Vexilla Galliae : Monseigneur, vous êtes l’Aîné des Capétiens, le Chef de la Maison de Bourbon et dès lors, le légitime successeur de vos ancêtres les rois de France au Trône de France. Votre parole porte forcément en elle la charge historique de votre héritage. Quel message souhaiteriez-vous adresser personnellement aux Français en cette tumultueuse période où l’avenir de la France se joue ?
Monseigneur, le prince Louis de Bourbon : Déjà depuis un certain temps la France est confrontée à une crise notamment morale. La période électorale accentue sans doute une prise de conscience en particulier sur l’avenir mais le phénomène est plus profond et vient de plus loin. Que veut faire la France de son futur ? Telle est bien la question qui se pose. La France veut-elle renouer avec son histoire prestigieuse qui en a fait durant des siècles et des siècles le miroir et le modèle des nations? La France s’est construite sur des principes hérités à la fois de l’antiquité gréco-romaine et du christianisme. Ainsi elle a su faire la part des choses entre le collectif et l’individuel, entre le commun et le privé et par-dessus tout entre le matériel et le spirituel. Ce dernier lui a toujours permis de s’élever et de donner un sens à la mission civilisatrice qu’elle a portée sur les cinq continents. Actuellement le monde est malade de vision trop matérielle. Il faut savoir retrouver la part du gratuit sans laquelle rien de grand ne s’écrit. La France doit le retrouver pour elle-même d’abord et, ensuite, pour le montrer en exemple aux autres peuples. Nous en revenons toujours à la même interrogation rappelée il y a 20 ans par Saint Jean-Paul II à propos du baptême de Clovis, la France est-elle encore capable de vivre selon les principes qui ont façonné son histoire et ont fait d’elle une grande nation.
Merci, Monseigneur, de nous avoir accordé ces quelques minutes d’entretien.
Nous remercions également le Secrétariat du duc d’Anjou.
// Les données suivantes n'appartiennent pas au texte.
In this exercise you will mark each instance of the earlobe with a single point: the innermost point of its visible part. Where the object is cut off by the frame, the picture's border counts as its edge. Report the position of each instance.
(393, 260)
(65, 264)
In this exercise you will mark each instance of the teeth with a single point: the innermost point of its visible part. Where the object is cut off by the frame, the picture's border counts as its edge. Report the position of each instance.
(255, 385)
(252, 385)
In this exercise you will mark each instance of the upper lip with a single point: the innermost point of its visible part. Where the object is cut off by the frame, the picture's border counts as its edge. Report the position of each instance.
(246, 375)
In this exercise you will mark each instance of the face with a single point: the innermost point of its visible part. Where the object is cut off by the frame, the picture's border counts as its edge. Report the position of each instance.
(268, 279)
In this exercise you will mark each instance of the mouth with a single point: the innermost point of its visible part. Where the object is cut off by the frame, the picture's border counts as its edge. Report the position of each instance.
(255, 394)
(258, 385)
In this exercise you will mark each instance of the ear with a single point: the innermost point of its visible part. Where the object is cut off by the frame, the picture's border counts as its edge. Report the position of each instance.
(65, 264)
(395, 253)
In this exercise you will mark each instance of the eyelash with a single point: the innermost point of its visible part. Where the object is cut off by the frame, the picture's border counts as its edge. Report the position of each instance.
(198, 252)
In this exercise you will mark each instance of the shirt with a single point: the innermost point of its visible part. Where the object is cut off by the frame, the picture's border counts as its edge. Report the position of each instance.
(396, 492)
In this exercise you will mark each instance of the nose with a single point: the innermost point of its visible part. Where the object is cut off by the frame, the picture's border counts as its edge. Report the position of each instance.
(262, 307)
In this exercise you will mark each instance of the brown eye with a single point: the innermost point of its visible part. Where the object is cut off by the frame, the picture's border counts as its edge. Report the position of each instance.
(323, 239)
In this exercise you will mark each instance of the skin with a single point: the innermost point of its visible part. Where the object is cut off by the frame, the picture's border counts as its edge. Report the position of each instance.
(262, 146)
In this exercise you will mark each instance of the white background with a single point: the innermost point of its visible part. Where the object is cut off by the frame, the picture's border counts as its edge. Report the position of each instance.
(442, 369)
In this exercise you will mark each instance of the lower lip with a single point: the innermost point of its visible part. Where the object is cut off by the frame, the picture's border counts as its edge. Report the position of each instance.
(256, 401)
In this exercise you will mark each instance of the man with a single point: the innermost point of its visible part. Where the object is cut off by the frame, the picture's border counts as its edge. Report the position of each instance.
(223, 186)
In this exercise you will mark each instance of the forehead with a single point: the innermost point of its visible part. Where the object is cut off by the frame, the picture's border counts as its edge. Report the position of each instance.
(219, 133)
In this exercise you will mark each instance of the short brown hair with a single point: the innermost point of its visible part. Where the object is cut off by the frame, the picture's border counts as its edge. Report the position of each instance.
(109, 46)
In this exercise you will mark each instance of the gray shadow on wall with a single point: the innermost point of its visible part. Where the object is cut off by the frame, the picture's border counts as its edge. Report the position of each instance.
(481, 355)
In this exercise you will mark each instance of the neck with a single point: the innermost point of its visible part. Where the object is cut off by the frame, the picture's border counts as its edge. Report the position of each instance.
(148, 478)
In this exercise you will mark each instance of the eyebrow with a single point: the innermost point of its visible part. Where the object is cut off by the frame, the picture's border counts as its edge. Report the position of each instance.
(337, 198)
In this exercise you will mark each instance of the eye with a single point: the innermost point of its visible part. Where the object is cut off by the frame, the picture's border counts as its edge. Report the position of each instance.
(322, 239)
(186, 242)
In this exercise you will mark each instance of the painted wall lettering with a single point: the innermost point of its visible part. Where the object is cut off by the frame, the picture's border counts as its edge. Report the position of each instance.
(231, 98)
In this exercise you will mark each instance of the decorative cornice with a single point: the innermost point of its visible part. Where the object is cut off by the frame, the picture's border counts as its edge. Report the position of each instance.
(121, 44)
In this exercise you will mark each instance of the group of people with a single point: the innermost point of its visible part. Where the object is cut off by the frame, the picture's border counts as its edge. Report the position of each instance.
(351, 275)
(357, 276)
NdCR. Ajoutons à nos "principes hérités à la fois de l’antiquité gréco-romaine et du christianisme", nos principes hérités decette si riche culture et cette civilisation gauloise, de mieux en mieux connue, dont la monarchie française n'a fait que recueillir l'héritage, auVe siècle ap.J.-C. . La place de la femme dans la société, l'hospitalité, l'équité, le sens de la justice, l'altruïsme, une religion commune propre et spécifique, un clergé distinct du reste de la société, fonctionnarisé et pris en charge par la collectivité, et déjà la distinction des pouvoirs temporel du roi et spirituel du clergé qui n'existait pas dans le monde gallo-romain où l'empereur était le "Souverain pontife", sont autant de principes que nous ont légués nos ancêtres les Gaulois.